How to broaden GarageBand’s fruitful loops library with your own creations

GarageBand is a loop-based audio editor by definition. It simplifies the process of composition and digital music arrangement by building up tracks in this way. Smaller modular regions of audio are replicated as ‘loops’ over defined bars based on tempo and time signature. The suite includes preset drum, bass, piano and many more loops – ideal for creating tracks rapidly.
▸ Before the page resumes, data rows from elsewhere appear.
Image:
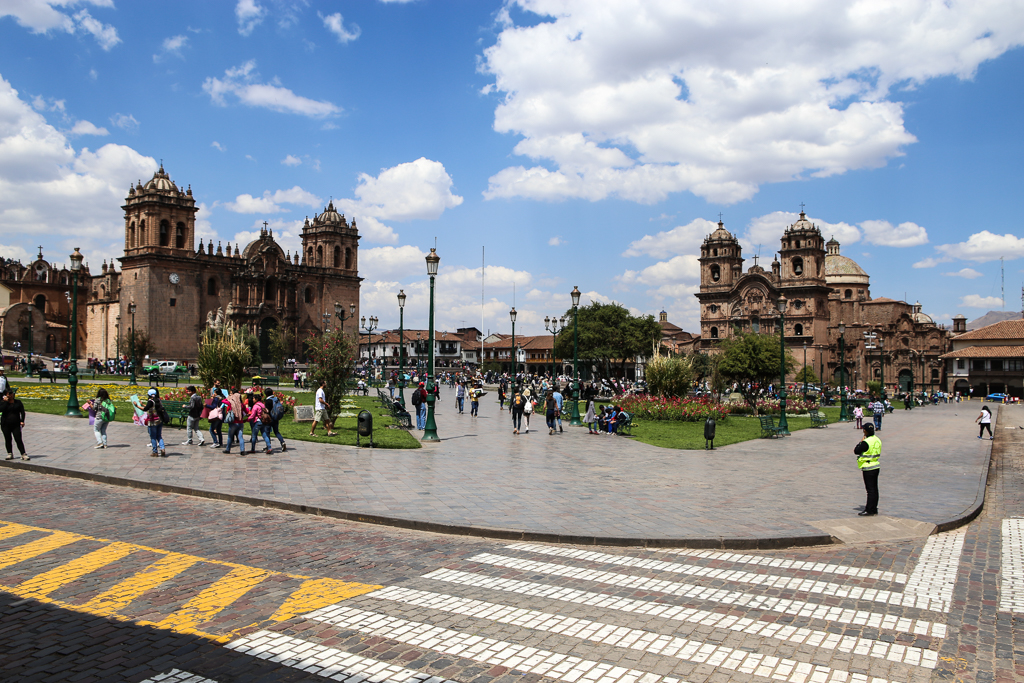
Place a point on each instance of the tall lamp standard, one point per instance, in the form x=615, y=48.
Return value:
x=430, y=431
x=844, y=415
x=554, y=326
x=73, y=408
x=574, y=294
x=32, y=310
x=783, y=424
x=515, y=375
x=401, y=347
x=131, y=340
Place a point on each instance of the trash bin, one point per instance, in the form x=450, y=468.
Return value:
x=365, y=427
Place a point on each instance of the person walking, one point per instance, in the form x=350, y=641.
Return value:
x=154, y=410
x=102, y=411
x=984, y=421
x=11, y=423
x=868, y=453
x=195, y=413
x=321, y=408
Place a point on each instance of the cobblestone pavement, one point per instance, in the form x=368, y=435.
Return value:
x=573, y=486
x=100, y=583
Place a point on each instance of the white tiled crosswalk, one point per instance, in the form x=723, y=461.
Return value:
x=573, y=614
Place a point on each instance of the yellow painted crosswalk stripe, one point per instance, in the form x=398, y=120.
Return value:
x=117, y=598
x=44, y=584
x=312, y=594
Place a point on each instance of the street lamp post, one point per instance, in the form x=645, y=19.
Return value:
x=32, y=310
x=574, y=294
x=131, y=341
x=515, y=375
x=844, y=416
x=783, y=424
x=554, y=326
x=73, y=408
x=401, y=347
x=430, y=432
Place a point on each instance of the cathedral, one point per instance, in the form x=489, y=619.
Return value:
x=824, y=292
x=177, y=289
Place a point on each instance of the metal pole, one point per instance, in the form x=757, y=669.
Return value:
x=73, y=408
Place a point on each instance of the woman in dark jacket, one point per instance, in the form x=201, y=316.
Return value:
x=11, y=421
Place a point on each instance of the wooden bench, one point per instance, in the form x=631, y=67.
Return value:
x=768, y=427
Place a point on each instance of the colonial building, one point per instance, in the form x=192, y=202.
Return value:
x=825, y=292
x=178, y=289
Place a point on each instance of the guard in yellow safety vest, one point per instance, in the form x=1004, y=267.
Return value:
x=868, y=454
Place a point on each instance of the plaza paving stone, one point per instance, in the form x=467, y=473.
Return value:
x=482, y=479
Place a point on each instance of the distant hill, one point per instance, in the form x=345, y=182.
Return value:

However, as you progress and lay on real audio recordings and input MIDI-based software instruments, you’ll inevitably form your own. Luckily, GarageBand makes this so easy you might not realise it, but there are best practice techniques. We’ll go through those here, from identifying suitable regions to cutting them down to size and expanding. To finish, we’ll look at adding new loops to your library for repeated use.


1 Ready your project

Loop creation begins with an existing project. Use your own or our ‘Loops_Start’ project, but preferably you’ll have at least two tracks, one being real audio.


2 Tighten up timing

Before creating loops, you’ll probably want to ensure your tracks are in time. Here we’ve set the drums as our Groove Track, matching our real audio track to it.


3 The Cycle mode

Toggle on the Cycle mode using the button in the top control bar. A yellow cycle bar appears in the ruler below, which we’ll drag into position to plot our loop region.


4 Seamless loop

Drag the yellow cycle marker along the ruler, elongating and shortening until you cover a region. Play to preview and adjust until you find a perfect looping region.


5 Cutting it out

Stop playback and move the playhead to the start of the cycle. Select Edit>Split Regions at Playhead or Cmd+T to cut the start point, before moving to the end to repeat.


6 Dragging out to loop

Move the extracted region into position and hover the pointer over the top-right corner. A looping cursor icon enables you to drag the loop out over a desired duration.


7 Adding loop to Library

With your loop region selected, choose Add Region to Loop Library from the File menu. A dialog appears prompting a description for the loop before saving to library.


8 Add Region dialog

New loops must be given a unique name, a type, scale criteria, genre and description. Fill these in as desired before clicking the Create button to commit and save.


9 Browse the Library

Open the Loops browser panel and search or filter for your saved loop. It should appear below for quick preview and can now be dragged from the library into any project.